Blueprint for Planning and Building a Digital Factory for PV Cell Manufacturing
Addressing Core Needs
- Implement full barcode-based warehouse operations, enabling mobile warehouse tasks and flexible material management. The system strictly enforces FIFO and provides alerts for slow-moving or obsolete materials. It also integrates with intelligent logistics equipment such as AGVs and automated storage and retrieval systems (AS/RS) to trigger warehouse material delivery, improving warehouse operation efficiency.
- Enable visual drag-and-drop scheduling and intelligent plan adjustments, allowing flexible coordination among workshops, production lines, and planning.

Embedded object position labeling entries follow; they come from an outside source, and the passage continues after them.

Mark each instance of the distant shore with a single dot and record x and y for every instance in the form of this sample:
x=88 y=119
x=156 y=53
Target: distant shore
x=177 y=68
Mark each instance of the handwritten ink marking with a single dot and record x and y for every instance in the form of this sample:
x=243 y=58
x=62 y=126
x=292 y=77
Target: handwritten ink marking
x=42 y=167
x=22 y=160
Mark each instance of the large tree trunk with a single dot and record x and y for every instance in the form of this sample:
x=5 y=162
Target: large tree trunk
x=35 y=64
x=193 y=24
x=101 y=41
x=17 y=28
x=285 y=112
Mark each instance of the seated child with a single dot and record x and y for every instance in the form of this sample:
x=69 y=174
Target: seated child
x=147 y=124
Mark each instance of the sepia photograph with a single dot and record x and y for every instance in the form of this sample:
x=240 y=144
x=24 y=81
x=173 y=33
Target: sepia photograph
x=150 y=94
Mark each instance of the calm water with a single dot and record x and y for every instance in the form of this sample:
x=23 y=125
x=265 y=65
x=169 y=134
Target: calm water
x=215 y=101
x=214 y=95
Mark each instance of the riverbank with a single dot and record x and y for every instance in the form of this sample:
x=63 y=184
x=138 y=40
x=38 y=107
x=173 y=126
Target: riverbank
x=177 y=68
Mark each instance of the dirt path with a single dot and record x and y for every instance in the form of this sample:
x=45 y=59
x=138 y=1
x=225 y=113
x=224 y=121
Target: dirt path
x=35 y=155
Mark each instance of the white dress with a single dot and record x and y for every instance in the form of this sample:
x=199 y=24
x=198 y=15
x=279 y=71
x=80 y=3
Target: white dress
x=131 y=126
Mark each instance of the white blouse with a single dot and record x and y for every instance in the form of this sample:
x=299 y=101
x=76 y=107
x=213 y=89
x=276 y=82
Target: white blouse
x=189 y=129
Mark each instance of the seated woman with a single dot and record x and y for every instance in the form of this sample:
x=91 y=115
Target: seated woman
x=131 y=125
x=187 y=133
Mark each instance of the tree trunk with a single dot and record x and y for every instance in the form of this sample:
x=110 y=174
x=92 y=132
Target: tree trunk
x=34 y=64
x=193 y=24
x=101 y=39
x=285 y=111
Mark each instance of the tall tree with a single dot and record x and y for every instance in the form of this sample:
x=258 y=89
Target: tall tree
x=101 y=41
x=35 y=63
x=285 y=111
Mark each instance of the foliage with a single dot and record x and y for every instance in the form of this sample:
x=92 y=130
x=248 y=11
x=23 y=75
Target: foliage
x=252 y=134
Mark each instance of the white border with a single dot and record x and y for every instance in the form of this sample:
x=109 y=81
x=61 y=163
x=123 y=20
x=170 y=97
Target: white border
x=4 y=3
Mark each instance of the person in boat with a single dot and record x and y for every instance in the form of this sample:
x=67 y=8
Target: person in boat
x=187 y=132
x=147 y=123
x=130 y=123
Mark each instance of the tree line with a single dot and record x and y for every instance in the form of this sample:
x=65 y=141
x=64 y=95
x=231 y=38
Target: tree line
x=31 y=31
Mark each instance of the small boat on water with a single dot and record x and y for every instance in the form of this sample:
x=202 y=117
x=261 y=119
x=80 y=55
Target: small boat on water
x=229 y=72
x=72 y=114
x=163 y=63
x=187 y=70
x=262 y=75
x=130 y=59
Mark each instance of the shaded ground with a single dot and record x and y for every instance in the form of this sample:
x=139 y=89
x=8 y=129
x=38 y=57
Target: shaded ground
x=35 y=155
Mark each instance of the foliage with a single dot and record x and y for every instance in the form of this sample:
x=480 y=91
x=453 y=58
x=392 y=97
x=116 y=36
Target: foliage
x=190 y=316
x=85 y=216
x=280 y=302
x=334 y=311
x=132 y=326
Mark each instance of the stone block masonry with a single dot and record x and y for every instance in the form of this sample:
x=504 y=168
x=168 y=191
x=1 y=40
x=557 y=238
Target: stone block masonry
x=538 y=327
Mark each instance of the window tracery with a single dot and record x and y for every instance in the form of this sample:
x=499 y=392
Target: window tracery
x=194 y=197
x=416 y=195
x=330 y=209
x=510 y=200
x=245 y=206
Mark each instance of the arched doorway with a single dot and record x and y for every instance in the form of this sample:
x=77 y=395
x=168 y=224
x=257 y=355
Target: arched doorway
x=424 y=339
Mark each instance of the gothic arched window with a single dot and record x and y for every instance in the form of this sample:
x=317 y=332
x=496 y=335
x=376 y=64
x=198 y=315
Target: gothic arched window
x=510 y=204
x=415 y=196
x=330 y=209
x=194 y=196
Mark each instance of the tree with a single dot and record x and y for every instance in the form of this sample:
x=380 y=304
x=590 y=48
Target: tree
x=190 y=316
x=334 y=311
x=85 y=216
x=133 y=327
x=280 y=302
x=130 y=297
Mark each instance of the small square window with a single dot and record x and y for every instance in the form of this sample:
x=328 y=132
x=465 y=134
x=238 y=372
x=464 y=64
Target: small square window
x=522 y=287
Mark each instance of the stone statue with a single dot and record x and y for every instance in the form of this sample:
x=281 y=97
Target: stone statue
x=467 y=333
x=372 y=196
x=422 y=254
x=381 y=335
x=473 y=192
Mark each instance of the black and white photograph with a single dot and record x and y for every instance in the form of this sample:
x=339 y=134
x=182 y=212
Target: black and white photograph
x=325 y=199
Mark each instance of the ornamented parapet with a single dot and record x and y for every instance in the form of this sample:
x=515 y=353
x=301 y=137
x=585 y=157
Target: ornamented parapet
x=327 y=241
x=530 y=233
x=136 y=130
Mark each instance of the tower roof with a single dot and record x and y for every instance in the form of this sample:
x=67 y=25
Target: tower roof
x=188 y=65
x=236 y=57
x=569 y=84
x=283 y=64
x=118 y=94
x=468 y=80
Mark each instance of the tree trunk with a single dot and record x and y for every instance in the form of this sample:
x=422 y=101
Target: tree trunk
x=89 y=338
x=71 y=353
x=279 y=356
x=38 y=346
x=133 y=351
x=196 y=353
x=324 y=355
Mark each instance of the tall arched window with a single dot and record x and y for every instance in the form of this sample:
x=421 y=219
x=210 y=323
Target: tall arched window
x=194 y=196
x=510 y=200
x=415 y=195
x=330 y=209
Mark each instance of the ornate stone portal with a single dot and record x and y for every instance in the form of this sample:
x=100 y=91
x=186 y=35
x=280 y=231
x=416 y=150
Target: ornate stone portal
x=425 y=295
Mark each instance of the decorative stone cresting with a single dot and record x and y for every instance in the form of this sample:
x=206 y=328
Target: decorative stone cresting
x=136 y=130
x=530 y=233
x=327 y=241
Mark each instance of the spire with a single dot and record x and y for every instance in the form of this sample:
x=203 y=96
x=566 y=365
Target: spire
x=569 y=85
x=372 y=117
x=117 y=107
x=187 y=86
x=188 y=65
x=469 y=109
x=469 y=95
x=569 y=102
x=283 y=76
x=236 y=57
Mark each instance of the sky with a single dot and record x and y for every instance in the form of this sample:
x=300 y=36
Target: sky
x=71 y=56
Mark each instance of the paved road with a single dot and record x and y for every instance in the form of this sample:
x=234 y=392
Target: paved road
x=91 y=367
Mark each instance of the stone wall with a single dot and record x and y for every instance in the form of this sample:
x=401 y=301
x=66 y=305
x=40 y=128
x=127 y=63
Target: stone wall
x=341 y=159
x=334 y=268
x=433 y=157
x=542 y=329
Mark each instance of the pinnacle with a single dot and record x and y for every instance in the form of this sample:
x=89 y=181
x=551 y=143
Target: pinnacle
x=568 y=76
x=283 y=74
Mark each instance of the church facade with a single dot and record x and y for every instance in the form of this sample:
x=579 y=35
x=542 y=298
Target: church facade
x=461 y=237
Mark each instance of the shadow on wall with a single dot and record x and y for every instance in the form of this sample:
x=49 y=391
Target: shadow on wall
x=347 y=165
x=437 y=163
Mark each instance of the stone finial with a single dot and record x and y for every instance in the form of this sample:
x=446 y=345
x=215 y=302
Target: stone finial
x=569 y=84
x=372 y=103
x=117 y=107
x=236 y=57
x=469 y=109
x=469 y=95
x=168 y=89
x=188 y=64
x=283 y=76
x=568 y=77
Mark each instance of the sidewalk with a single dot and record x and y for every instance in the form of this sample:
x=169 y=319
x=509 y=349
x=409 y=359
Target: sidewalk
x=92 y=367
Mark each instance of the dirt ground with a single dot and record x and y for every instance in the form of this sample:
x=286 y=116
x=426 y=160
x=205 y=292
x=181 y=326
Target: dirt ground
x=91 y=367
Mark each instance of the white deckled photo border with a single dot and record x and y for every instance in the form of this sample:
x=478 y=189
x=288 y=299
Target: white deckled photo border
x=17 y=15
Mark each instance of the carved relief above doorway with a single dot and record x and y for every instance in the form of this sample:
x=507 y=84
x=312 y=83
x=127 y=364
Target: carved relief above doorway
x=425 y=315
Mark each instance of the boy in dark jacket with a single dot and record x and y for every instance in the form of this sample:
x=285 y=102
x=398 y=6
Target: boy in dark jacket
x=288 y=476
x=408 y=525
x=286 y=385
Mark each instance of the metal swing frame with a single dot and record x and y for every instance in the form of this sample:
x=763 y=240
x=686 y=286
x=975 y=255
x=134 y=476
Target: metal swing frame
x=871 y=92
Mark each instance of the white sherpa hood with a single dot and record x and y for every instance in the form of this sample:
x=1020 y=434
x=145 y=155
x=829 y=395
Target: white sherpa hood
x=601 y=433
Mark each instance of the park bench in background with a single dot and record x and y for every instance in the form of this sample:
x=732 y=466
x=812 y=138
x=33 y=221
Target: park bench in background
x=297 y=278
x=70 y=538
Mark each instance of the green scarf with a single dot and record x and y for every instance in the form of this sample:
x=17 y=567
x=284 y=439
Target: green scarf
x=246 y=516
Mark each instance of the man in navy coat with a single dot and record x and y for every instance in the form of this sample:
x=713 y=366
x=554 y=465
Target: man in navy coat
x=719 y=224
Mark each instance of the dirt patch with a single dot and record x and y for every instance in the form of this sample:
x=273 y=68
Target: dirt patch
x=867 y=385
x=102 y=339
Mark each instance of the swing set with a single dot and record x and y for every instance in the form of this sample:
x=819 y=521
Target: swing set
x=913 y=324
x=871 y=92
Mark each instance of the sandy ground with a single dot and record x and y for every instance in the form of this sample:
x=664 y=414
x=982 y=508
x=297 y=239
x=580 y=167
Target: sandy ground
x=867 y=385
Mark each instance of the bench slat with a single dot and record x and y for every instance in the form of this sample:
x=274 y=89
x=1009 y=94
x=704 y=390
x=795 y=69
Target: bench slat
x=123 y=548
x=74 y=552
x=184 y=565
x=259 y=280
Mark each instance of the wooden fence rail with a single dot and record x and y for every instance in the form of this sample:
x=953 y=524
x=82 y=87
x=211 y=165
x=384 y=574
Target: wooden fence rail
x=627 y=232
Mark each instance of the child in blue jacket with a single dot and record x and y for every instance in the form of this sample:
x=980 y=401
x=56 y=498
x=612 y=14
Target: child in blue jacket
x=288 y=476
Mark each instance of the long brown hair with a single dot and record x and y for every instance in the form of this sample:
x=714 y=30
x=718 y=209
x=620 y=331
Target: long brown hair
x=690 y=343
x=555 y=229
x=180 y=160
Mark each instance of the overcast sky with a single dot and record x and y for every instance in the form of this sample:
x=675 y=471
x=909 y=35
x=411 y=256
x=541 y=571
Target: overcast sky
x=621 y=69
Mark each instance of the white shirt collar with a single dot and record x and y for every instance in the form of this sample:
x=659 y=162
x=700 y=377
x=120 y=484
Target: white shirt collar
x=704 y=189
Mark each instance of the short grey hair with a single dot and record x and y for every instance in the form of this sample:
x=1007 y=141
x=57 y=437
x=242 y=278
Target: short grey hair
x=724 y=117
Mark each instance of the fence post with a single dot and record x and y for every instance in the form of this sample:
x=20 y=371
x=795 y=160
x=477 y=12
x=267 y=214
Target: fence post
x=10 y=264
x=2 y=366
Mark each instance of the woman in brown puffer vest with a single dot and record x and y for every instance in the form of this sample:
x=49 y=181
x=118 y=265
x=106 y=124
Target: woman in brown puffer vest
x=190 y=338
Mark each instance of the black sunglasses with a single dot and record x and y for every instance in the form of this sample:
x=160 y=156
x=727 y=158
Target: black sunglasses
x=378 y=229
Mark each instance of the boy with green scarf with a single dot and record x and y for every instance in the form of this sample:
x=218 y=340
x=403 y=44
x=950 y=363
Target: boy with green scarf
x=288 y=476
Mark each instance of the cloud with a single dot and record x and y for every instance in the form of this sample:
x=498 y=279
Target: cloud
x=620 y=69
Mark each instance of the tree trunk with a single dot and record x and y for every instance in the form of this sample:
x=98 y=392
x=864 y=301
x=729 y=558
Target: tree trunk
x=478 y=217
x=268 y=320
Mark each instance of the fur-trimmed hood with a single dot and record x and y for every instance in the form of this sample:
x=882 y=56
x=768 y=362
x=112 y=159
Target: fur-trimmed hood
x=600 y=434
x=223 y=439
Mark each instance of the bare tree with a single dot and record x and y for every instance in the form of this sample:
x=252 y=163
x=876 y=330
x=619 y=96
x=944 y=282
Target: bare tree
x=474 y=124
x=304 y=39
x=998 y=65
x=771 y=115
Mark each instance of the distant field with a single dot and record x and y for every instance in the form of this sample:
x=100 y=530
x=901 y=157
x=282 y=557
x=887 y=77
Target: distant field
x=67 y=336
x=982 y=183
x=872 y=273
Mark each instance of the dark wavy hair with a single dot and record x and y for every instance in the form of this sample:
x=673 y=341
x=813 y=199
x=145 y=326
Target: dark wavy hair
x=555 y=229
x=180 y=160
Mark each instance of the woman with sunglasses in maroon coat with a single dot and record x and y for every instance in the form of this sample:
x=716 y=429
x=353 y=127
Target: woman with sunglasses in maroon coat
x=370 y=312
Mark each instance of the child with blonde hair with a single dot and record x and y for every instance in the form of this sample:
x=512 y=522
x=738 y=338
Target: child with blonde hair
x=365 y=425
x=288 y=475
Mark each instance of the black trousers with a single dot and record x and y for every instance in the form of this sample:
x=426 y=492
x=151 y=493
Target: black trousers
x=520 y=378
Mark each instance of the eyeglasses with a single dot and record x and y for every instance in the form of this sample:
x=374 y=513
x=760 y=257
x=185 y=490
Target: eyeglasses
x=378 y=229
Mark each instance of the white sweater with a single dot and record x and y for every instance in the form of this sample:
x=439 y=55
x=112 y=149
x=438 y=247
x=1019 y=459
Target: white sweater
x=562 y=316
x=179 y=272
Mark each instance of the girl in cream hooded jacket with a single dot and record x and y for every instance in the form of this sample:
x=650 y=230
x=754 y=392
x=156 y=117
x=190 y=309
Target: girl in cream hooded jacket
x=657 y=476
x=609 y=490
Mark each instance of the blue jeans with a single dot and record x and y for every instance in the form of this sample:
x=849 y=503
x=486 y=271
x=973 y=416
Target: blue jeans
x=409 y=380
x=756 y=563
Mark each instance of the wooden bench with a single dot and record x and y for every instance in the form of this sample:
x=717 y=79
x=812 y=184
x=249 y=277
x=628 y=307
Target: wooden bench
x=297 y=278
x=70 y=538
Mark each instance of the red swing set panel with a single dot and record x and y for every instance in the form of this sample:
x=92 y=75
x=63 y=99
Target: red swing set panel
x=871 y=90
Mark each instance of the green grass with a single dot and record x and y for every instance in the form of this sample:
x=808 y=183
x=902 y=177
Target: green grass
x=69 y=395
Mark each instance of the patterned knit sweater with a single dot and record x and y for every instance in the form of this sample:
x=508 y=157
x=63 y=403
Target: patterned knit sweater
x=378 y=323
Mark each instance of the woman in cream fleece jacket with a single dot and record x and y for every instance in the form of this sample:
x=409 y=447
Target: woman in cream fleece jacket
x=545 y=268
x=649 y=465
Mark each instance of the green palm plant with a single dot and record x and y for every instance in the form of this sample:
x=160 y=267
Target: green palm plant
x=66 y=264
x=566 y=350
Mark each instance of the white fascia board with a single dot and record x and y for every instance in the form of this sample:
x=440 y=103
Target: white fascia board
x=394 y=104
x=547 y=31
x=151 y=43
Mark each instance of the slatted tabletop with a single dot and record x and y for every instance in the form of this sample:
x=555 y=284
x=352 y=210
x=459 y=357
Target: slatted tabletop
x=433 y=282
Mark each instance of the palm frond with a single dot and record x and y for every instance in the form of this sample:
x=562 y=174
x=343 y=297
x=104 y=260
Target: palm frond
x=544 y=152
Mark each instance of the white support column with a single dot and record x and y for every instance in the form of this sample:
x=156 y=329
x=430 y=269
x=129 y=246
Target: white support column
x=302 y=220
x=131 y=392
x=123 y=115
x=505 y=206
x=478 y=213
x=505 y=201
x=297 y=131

The system allows real-time tracking of plan execution and transparent monitoring of WIP work orders.
- Collect key process data and report completion results to the system, enabling real-time statistics on labor hours and production takt time, with fully transparent visibility into production progress.
- Achieve fine-grained traceability, establishing basket-level ID and wafer-level ID traceability and control. The system provides end-to-end, full-process, comprehensive 4M1E traceability from material feeding to final packaging.
- Implement comprehensive TPM management, enabling refined control of equipment asset records, maintenance planning, inspections, and routine maintenance. The system builds an equipment maintenance knowledge base and provides full-process closed-loop management and traceability.
- Enable systematic lifecycle management of tooling, fixtures, and spare parts, including asset records, inspections, maintenance, borrowing, and usage tracking.
- Collect quality data through IQC, FAI, IPQC, FQC, OQC, and perform multi-dimensional SPC process statistical analysis. The system supports multi-level early-warning mechanisms and closed-loop handling of abnormal events, including initiation, analysis, disposition, and traceability.
- Integrate with the WisIOT intelligent IoT system to automatically collect and monitor data parameters from key production and inspection equipment in real time. Dynamic dashboards visualize analysis results, while abnormalities are automatically alerted.
- Integrate with the WisBI intelligent analytics system to build a comprehensive transparent-production management system, enhancing on-site response speed and enabling data-driven decision-making.
Integration of Warehouse Operations with Intelligent Logistics AGVs and AS/RS Equipment
Manufacturing Process Control Points
Implementation Benefits
- Optimize production planning and scheduling, enabling flexible adjustments at workshop and production-line levels, and improving overall line efficiency.
- Connect the traceability data chain to build a full-process traceability platform, ensuring stable and controllable product quality.
- Strengthen process quality control through comprehensive quality management, reducing product defect rates.
- Integrate with equipment to achieve automatic data collection, reduce manual intervention, and lower error rates.
- Enable paperless on-site operations, digitizing and mobilizing equipment, process, production, and facility inspection tasks.
- Visualize production data in real time, providing an accurate view of workshop operations and achieving transparent production.